When the compressor in the embodiment operates in a double-cylinder mode, the high-pressure electromagnetic valve 8 is opened, the low-pressure electromagnetic valve 9 is closed, the head of the pin 10 is high-pressure, the first cylinder 5 and the second cylinder 6 of the compressor normally suck air, the pin 10 is fixed in the pin 10 hole under the action of gas force, the slip sheet of the second cylinder 6 normally operates, and the compressor operates in a double-cylinder mode. The air suction low-pressure refrigerant enters the liquid distributor through the inlet of the liquid distributor, enters the air suction port of the first air cylinder 5 through the inserted straight pipe of the liquid distributor, and the first air cylinder 5 sucks air normally. And a second air inlet channel 3 is formed, air suction negative pressure is generated when the second air cylinder 6 sucks air, the air inlet valve 4 is opened, and the second air cylinder 6 sucks air normally.

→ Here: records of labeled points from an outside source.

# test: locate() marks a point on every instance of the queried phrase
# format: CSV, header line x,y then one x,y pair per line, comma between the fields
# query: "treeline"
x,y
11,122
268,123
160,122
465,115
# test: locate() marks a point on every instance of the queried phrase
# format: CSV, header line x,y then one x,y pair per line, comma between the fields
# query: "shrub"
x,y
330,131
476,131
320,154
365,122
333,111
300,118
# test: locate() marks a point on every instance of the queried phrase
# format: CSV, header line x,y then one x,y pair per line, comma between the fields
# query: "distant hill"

When the compressor in the embodiment operates in a single cylinder, the high-pressure electromagnetic valve 8 is closed, the low-pressure electromagnetic valve 9 is opened, the first cylinder 5 of the compressor normally inhales air, at the moment, an air-breathing low-pressure refrigerant is introduced into the variable-volume component, the head of the pin 10 is low-pressure, the lower end of the pin 10 is communicated with the second air inlet channel 3 through the lower flange and the upper linkage through hole of the lower cover plate, the lower end of the pin 10 is low-pressure, the pressures of the upper end and the lower end of the pin 10 are balanced, the spring force is upward, the pin 10 extends out of the pin 10 hole under the spring force to lock the slip sheet of the second cylinder 6, the second cylinder 6 idles, the low-pressure refrigerant is inhaled inside the second cylinder 6, and the compressor operates in a single cylinder. High-pressure refrigerant leaks to the inside of the second cylinder 6 through the gap between the roller and the flange and the end face of the partition plate 7 in the compressor shell, and the air inlet valve 4 is closed by the high-pressure leaked refrigerant under the action of pressure difference due to the arrangement of the air inlet valve 4, so that a high-pressure and low-pressure leakage channel is blocked, and the air suction and compression processes of the first cylinder 5 cannot be influenced by the leaked high-pressure refrigerant.

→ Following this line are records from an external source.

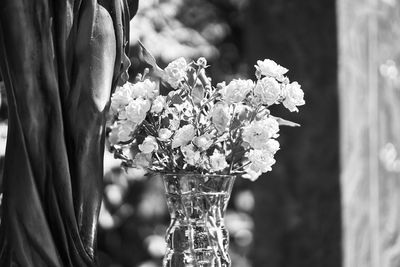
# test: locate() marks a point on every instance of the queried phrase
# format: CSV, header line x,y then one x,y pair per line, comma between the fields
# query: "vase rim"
x,y
196,174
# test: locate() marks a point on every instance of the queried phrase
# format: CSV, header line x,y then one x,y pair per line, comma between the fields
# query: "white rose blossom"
x,y
267,91
269,68
261,160
272,146
236,91
220,116
203,142
164,134
183,136
218,161
229,119
294,96
149,145
251,174
259,132
175,72
158,104
137,110
191,154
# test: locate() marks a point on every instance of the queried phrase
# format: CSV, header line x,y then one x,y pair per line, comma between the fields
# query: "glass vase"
x,y
197,236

In another aspect of the present embodiment, an air conditioner is provided, which includes the air intake structure or the compressor.

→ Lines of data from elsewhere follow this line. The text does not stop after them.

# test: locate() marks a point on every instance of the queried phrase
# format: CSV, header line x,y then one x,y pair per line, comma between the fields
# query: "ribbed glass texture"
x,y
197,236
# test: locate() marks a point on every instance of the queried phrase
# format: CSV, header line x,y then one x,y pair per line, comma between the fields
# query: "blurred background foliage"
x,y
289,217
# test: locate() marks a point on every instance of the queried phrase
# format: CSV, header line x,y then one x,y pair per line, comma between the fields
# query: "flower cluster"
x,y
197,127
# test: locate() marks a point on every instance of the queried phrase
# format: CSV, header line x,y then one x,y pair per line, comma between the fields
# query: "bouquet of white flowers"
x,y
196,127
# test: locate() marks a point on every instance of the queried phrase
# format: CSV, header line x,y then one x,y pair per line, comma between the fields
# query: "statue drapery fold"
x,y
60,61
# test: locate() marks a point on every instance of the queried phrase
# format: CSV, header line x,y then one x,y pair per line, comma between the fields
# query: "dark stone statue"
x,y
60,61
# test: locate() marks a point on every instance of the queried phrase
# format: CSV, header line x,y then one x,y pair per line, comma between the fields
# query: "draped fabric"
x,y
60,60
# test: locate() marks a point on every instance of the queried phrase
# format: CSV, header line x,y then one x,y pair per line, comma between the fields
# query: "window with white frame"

When the air inlet structure or the compressor is used for the multi-split air-conditioning system, the single-cylinder low-frequency energy efficiency improvement can greatly improve the comprehensive energy efficiency of the system for the multi-split air-conditioning system.

The air inlet structure, the compressor and the air conditioner provided by the embodiment of the invention can avoid the problem of repeated compression caused by internal leakage of the compressor, and improve the energy efficiency of the compressor during low-load single-cylinder operation.

It is readily understood by a person skilled in the art that the advantageous ways described above can be freely combined, superimposed without conflict.

The present invention is not intended to be limited to the particular embodiments shown and described, but is to be accorded the widest scope consistent with the principles and novel features herein disclosed. The foregoing is only a preferred embodiment of the present application, and it should be noted that, for those skilled in the art, several modifications and variations can be made without departing from the technical principle of the present application, and these modifications and variations should also be considered as the protection scope of the present application.